A Vincentian View: A Time for Retreat

by | May 8, 2024 | Formation, Reflections | 1 comment

One of the Pilgrimage Festivals of Judaism is Shavuot.  It translates into English as “weeks’ and thus is sometimes called the “Feast of Weeks” as it marks the seven weeks (the “week of weeks”) between Passover and the feast. In Greek (and English), the translation used for Shavuot is Pentecost. This celebration marks the time of the giving of the Torah to Moses on Sinai for our Jewish brothers and sisters.

Christians also count these fifty days which they place between Easter and Pentecost.  We focus attention on the gift of the Holy Spirit. One can understand the giving of the Law in the Jewish Pentecost as comparable to the giving of the Spirit in the Christian Pentecost. Just as the Torah is the instrument of God’s instruction in the Old Testament, so the Holy Spirit is the means of God’s instruction in the New Testament.

Yet, Christians include another day of reflection and celebration during their Easter Season approaching Pentecost. We add the Ascension. Between the Resurrection of the Lord and his Ascension, our Scripture tells many stories of the Risen Lord appearing to his followers, and it also alludes to other appearances.  Perhaps, many more encounters took place, even though we find no mention of them. Clearly, the time between Easter and the Ascension was marked with an awareness of the presence of the Risen Lord. Encounters with this Jesus may well have become expected by the nascent Christian community. But what happens after the Ascension and before Pentecost?

With the Ascension, the resurrected Lord leaves the company of his followers and the earthly realm. He returns to his Father’s side. Then, for another ten days (until Pentecost), the disciples will wait for the promised gift of the Holy Spirit. What was it like for them in that ‘tween” time?

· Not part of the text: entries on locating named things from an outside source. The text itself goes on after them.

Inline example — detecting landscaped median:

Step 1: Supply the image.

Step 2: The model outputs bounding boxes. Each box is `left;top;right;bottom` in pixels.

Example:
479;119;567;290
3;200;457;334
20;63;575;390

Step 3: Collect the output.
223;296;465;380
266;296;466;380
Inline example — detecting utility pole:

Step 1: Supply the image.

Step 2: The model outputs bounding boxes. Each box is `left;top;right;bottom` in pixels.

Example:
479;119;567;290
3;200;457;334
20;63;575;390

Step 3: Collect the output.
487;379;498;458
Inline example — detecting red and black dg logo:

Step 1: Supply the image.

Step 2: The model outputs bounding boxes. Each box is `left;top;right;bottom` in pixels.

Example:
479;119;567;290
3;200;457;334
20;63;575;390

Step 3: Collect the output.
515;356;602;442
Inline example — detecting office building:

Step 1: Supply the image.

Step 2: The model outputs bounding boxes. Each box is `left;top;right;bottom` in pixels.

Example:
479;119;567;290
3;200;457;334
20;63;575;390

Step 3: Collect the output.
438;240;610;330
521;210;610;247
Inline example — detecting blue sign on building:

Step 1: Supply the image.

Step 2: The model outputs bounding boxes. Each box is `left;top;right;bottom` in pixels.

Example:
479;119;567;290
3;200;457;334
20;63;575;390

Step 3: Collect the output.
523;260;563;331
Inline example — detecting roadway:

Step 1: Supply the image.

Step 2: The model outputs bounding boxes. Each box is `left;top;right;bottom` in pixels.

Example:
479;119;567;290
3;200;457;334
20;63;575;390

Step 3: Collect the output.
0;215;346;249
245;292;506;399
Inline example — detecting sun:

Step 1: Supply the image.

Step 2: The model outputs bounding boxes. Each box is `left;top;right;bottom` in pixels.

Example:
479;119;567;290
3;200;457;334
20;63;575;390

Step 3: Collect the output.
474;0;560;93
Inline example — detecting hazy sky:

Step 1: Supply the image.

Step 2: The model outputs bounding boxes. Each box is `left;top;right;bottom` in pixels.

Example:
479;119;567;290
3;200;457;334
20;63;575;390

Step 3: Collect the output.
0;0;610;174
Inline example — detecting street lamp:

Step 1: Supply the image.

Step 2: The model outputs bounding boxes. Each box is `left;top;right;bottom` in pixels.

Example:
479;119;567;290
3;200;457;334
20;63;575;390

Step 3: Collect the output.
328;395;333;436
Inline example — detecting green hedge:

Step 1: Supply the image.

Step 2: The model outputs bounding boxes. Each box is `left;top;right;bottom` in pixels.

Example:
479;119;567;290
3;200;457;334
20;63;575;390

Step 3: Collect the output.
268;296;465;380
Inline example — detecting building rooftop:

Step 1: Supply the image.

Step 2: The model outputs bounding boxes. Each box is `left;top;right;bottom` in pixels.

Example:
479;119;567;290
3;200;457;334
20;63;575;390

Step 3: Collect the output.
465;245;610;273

I envision the character of a retreat. The followers of Jesus needed time to process all that had happened in the last weeks and in the past years. How did it all fit together? Perhaps, they had the opportunity to take a step back and remember so many of the things that Jesus had said and done. As they remembered all these, they may have begun to see them in a new way and admit that they had not understood a lot. They would need help to unpack the life of Jesus in order to grasp more fully who he was and what he taught. That capability would only come through the guidance of the Holy Spirit among them. Their awareness regarding what they did not know or comprehend about Jesus made them eager to surrender themselves to the Spirit that he had promised. Everything would not become clear all at once, but the presence of the Spirit would bring about this deeper belief in Jesus.

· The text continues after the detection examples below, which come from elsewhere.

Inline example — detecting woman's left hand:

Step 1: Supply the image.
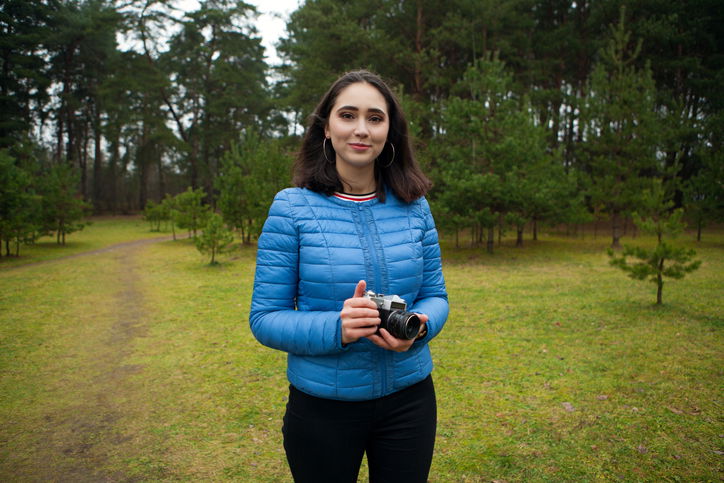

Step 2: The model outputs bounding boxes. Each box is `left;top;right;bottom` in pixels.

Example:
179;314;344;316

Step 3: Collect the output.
367;314;428;352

Jesus had promised this reality many times in John’s Gospel:

The Advocate, the holy Spirit that the Father will send in my name—he will teach you everything and remind you of all that [I] told you.  (Jn 14:26; see 15:26; 16:7)

Saint Vincent de Paul also spoke about the action of this Holy Spirit:

“Yes, the Holy Spirit personally is poured out on the righteous and dwells personally in them. When we say that the Holy Spirit is at work in someone, it means that this Spirit, residing in that person, gives him or her the same inclinations and dispositions Jesus Christ had on earth, and they cause the person to act in the same way–I’m not saying with equal perfection, but according to the measure of the gifts of that Divine Spirit.” (VdP CCD XII, p. 93)

As we celebrate the solemnity of the Ascension, we can also set our eyes on the Spirit who continues to come into our world and dwell in our hearts. And we can summon this Spirit in faith and hope as we celebrate our Pentecost retreat:

Come, Holy Spirit,

fill the hearts of your faithful

and kindle in them the fire of your love.

1 Comment

  1. Tom M

    Very useful and fruitful lineup of the progressions running through this season.